Ass. jur. Viola C. Didier
Leitsatz
Streitet das Kind mit der Familienkasse erfolgreich um die Abzweigung des an den Vater gezahlten Kindergelds, so sind die Kosten des Einspruchsverfahrens und der Hinzuziehung des Bevollmächtigten notwendige zu erstattende Kosten.
Sachverhalt
Die Klägerin beantragte bei der Familienkasse die Abzweigung des an ihren Vater für sie gezahlten Kindergelds, weil ihr Vater keinen Unterhalt leistete. Die Familienkasse lehnte die Abzweigung ab. Hiergegen erhob die Klägerin mithilfe ihres Anwalts Einspruch und legte dar, dass sie nicht im Haushalt ihres Vaters lebe - die Mutter ist verstorben - und dass ihr Vater das Kindergeld einbehalte. Daraufhin entsprach die Familienkasse dem Abzweigungsantrag.

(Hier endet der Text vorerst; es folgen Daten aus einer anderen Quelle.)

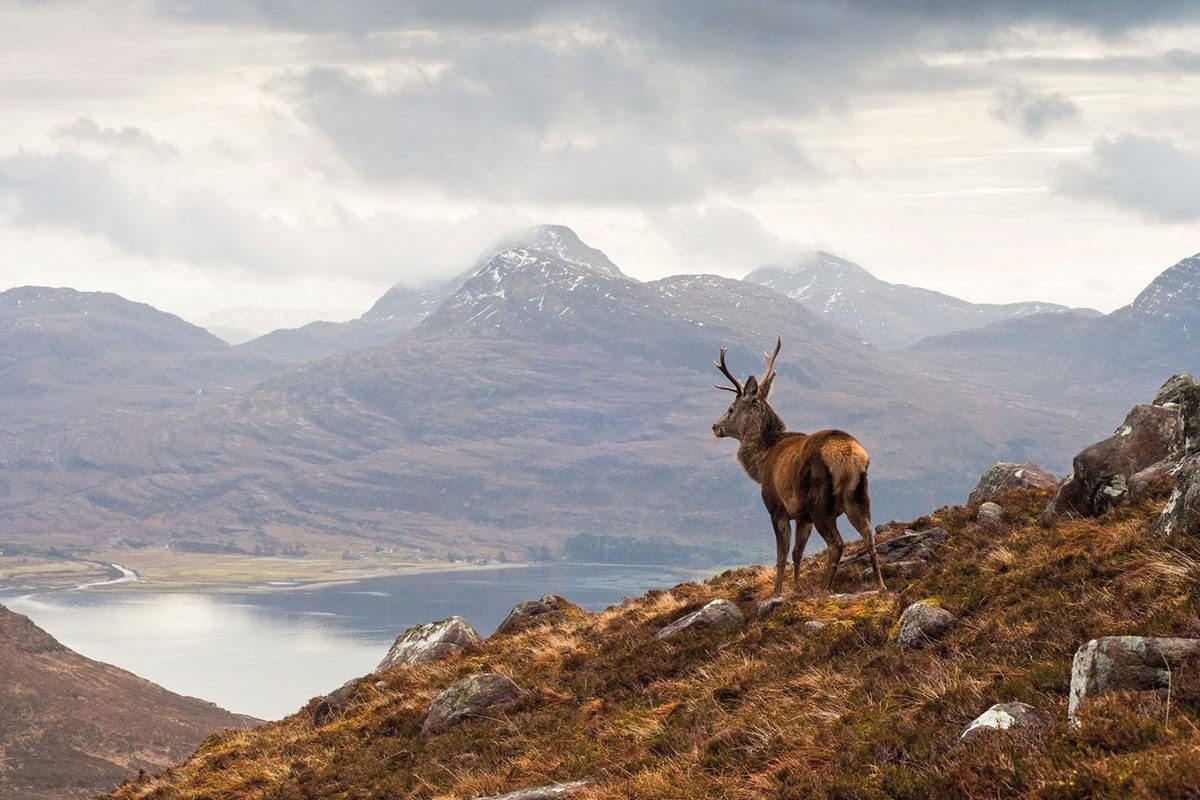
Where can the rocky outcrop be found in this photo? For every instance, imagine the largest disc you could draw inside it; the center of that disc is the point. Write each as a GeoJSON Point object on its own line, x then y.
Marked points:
{"type": "Point", "coordinates": [430, 642]}
{"type": "Point", "coordinates": [541, 792]}
{"type": "Point", "coordinates": [1102, 473]}
{"type": "Point", "coordinates": [904, 555]}
{"type": "Point", "coordinates": [335, 703]}
{"type": "Point", "coordinates": [546, 608]}
{"type": "Point", "coordinates": [471, 697]}
{"type": "Point", "coordinates": [1001, 716]}
{"type": "Point", "coordinates": [1005, 476]}
{"type": "Point", "coordinates": [989, 513]}
{"type": "Point", "coordinates": [718, 613]}
{"type": "Point", "coordinates": [923, 623]}
{"type": "Point", "coordinates": [1134, 662]}
{"type": "Point", "coordinates": [1182, 511]}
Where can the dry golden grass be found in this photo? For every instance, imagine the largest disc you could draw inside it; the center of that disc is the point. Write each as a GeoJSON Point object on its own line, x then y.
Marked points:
{"type": "Point", "coordinates": [773, 711]}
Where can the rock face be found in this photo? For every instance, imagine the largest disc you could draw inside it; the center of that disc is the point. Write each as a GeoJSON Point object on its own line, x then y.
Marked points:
{"type": "Point", "coordinates": [1001, 716]}
{"type": "Point", "coordinates": [541, 792]}
{"type": "Point", "coordinates": [904, 555]}
{"type": "Point", "coordinates": [989, 513]}
{"type": "Point", "coordinates": [471, 697]}
{"type": "Point", "coordinates": [923, 623]}
{"type": "Point", "coordinates": [1134, 662]}
{"type": "Point", "coordinates": [430, 642]}
{"type": "Point", "coordinates": [1102, 471]}
{"type": "Point", "coordinates": [1005, 476]}
{"type": "Point", "coordinates": [533, 612]}
{"type": "Point", "coordinates": [335, 703]}
{"type": "Point", "coordinates": [1182, 511]}
{"type": "Point", "coordinates": [718, 613]}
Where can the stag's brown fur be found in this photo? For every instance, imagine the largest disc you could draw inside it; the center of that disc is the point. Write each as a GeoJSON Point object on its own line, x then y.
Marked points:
{"type": "Point", "coordinates": [813, 479]}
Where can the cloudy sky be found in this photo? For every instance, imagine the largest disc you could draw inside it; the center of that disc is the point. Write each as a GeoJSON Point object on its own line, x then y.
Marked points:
{"type": "Point", "coordinates": [303, 154]}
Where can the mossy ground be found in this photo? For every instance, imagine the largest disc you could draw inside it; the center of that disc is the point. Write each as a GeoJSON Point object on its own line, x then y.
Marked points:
{"type": "Point", "coordinates": [769, 711]}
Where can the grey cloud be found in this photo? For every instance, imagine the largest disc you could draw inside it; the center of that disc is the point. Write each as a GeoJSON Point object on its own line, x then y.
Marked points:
{"type": "Point", "coordinates": [1145, 174]}
{"type": "Point", "coordinates": [1033, 112]}
{"type": "Point", "coordinates": [127, 137]}
{"type": "Point", "coordinates": [67, 191]}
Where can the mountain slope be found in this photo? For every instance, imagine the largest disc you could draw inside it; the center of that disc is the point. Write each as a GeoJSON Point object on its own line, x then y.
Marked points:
{"type": "Point", "coordinates": [888, 314]}
{"type": "Point", "coordinates": [72, 727]}
{"type": "Point", "coordinates": [72, 354]}
{"type": "Point", "coordinates": [774, 709]}
{"type": "Point", "coordinates": [541, 400]}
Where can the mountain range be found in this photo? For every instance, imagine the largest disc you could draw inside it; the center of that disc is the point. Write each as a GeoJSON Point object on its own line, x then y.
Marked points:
{"type": "Point", "coordinates": [72, 727]}
{"type": "Point", "coordinates": [540, 395]}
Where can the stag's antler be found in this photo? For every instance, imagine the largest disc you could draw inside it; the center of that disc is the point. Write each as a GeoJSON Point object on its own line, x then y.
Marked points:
{"type": "Point", "coordinates": [725, 371]}
{"type": "Point", "coordinates": [768, 371]}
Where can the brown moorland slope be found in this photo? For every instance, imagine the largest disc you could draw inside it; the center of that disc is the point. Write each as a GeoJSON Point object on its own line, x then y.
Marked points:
{"type": "Point", "coordinates": [71, 727]}
{"type": "Point", "coordinates": [772, 709]}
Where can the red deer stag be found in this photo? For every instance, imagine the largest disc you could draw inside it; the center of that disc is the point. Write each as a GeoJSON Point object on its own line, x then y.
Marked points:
{"type": "Point", "coordinates": [810, 477]}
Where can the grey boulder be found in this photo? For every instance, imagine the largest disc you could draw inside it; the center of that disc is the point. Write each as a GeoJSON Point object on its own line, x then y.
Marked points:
{"type": "Point", "coordinates": [430, 642]}
{"type": "Point", "coordinates": [1134, 662]}
{"type": "Point", "coordinates": [1005, 476]}
{"type": "Point", "coordinates": [718, 613]}
{"type": "Point", "coordinates": [923, 623]}
{"type": "Point", "coordinates": [471, 697]}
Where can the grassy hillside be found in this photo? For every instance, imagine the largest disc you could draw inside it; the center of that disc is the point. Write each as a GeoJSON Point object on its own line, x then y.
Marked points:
{"type": "Point", "coordinates": [769, 710]}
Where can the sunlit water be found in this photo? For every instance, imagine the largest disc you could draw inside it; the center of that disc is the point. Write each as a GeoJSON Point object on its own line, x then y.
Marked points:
{"type": "Point", "coordinates": [267, 653]}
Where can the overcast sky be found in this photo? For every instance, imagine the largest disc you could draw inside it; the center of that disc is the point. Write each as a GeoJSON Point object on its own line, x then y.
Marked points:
{"type": "Point", "coordinates": [297, 154]}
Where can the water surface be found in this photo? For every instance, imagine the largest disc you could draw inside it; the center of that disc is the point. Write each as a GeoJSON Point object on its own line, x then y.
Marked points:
{"type": "Point", "coordinates": [267, 653]}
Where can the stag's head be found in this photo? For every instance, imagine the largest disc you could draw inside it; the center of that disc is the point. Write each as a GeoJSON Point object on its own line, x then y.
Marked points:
{"type": "Point", "coordinates": [749, 414]}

Eine Erstattung der im Einspruchsverfahren entstandenen Kosten lehnte sie jedoch ab.
Entscheidung
Vor Gericht hatte die Klägerin Erfolg. Gemäß § 77 Abs. 1 Satz 1 EStG kommt eine Erstattung von Kosten des Vorverfahrens für Einsprüche "gegen die Kindergeldfestsetzung" in Betracht. Ob eine Kostenerstattung über den Wortlaut des § 77 Abs. 1 Satz 1 EStG hinaus auch bei Einspruchsverfahren infrage kommt, die sonstige Verwaltungsakte in Kindergeldsachen zu Gegenstand haben, wie namentlich Bescheide im Abzweigungsverfahren ist in der Literatur umstritten (dagegen Bergkemper, in Hermann/Heuer/Raupach, EStG, § 77 EStG Rz. 2; Dürr, in Frotscher, EStG, § 77 EStG Rz. 4; wohl auch Felix, in Kirchhof/Söhn/Mellinghoff, EStG, § 77 EStG Anm. B3; dafür Helmke, in Helmke/Bauer, A.I., EStG, § 77 EStG Rz. 5; Pust, in Littmann, EStG, § 77 EStG, Rz. 4; Greite, in Korn, EStG, § 77 Rz. 4 EStG; Reuß, in Bordewin/ Brandt, EStG, § 77 EStG Rz. 5; Claßen, in Lademann, EStG, § 77 EStG Rn. 2) und ist finanzgerichtlich bislang noch nicht entschieden worden.
Das Finanzgericht ging von einer Kostenerstattung nach § 77 Abs. 1 EStG auch in Abzweigungsfällen aus. § 63 SGB X ermöglichte vor der Neuregelung des Kindergeldrechts durch das Jahressteuergesetz 1996 eine Kostenerstattung grundsätzlich für alle erfolgreichen Widerspruchsverfahren in Kindergeldsachen. Eine Abzweigung des Kindergelds an das Kind war nach der Regelung des § 48 SGB I, welcher § 74 Abs. 1 EStG nachgebildet ist, ebenfalls vorgesehen, sodass sich die Kostenerstattung nach § 63 SGB X grundsätzlich auch auf derartige Fallkonstellationen erstreckte. Nach der Gesetzesbegründung (vgl. BT-Drucks. 13/1558, 162) sollte durch § 77 EStG eine Schlechterstellung gegenüber dem bisherigen Recht vermieden werden. Dieses erklärte Ziel würde bei einer engen Wortlautauslegung verfehlt.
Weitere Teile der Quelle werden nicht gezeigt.